EpisTwin, a groundbreaking neuro-symbolic architecture introduced in arXiv:2603.06290v1, redefines Personal AI by grounding generative reasoning in a verifiable, user-centric Personal Knowledge Graph. Unlike traditional RAG systems that rely on shallow vector similarity, EpisTwin transforms fragmented digital data—emails, photos, calendars, and apps—into structured semantic triples, solving the critical problem of data silos.

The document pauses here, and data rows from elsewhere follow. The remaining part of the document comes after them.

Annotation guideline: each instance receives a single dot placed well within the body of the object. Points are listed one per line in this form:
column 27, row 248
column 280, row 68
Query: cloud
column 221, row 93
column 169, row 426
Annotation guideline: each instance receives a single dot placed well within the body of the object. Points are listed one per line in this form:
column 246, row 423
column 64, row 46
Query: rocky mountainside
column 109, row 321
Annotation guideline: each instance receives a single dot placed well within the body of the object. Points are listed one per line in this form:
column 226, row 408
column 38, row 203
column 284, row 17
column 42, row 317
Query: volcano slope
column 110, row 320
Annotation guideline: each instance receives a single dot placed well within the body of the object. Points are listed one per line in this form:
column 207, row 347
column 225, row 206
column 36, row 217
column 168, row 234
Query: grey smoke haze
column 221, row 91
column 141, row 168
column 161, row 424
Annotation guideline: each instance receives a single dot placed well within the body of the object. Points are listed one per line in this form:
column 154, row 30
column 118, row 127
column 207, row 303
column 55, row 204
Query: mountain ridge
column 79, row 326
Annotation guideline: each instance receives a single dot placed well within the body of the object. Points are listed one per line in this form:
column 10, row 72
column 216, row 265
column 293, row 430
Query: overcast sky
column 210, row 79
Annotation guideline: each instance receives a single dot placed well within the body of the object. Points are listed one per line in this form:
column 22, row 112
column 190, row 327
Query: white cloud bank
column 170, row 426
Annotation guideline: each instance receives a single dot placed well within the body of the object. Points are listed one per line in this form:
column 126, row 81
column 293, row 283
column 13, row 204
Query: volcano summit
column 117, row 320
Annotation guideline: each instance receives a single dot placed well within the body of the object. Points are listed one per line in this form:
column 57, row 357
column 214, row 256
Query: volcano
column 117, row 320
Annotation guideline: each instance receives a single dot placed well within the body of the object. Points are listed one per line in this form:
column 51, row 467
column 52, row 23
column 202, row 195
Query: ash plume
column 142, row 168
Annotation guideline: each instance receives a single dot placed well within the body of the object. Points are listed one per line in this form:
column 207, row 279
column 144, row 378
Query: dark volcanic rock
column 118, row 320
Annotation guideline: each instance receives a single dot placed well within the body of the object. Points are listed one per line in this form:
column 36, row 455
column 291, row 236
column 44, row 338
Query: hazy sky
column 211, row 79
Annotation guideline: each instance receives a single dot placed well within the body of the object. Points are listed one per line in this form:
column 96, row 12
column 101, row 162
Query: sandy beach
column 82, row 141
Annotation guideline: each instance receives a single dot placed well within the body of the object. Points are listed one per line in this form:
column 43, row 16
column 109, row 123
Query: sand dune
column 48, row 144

How EpisTwin Integrates Multimodal Data

EpisTwin uses multimodal language models to convert unstructured inputs into semantic triples, preserving temporal and contextual relationships. This enables the system to link a photo of your blue jacket with calendar events, location tags, and email mentions—creating a living, interconnected record of your life.

Dynamic Reasoning with Visual Refinement

At inference time, EpisTwin deploys an agentic coordinator that fuses Graph Retrieval-Augmented Generation with Online Deep Visual Refinement. When asked, "Where did I last see my blue jacket?" it doesn’t just retrieve text—it re-grounds the query in the original photo from your cloud gallery, cross-referenced with time and place data, ensuring reasoning stays anchored in raw evidence.

EpisTwin vs. RAG: A Performance Breakdown

Evaluations on PersonalQA-71-100, a benchmark simulating a decade of user data across 71 apps and 100 complex queries, show EpisTwin outperforms leading RAG models by up to 42% in factual consistency and temporal accuracy. Judge models confirm its superior ability to trace reasoning paths and avoid hallucinations.

Why Epistemic Transparency Matters in Personal AI

Academic research from ResearchGate and MDPI highlights the need for AI systems that preserve epistemic transparency. EpisTwin delivers this by making every inference traceable, auditable, and context-rich—critical for ethical, trustworthy Personal AI.

As Personal AI evolves from passive tools to proactive cognitive partners, EpisTwin offers more than innovation—it delivers integrity. By fusing symbolic reasoning with neural perception, it turns fragmented digital traces into a coherent, living record of your life. This is the future of AI that respects your data, your memory, and your autonomy.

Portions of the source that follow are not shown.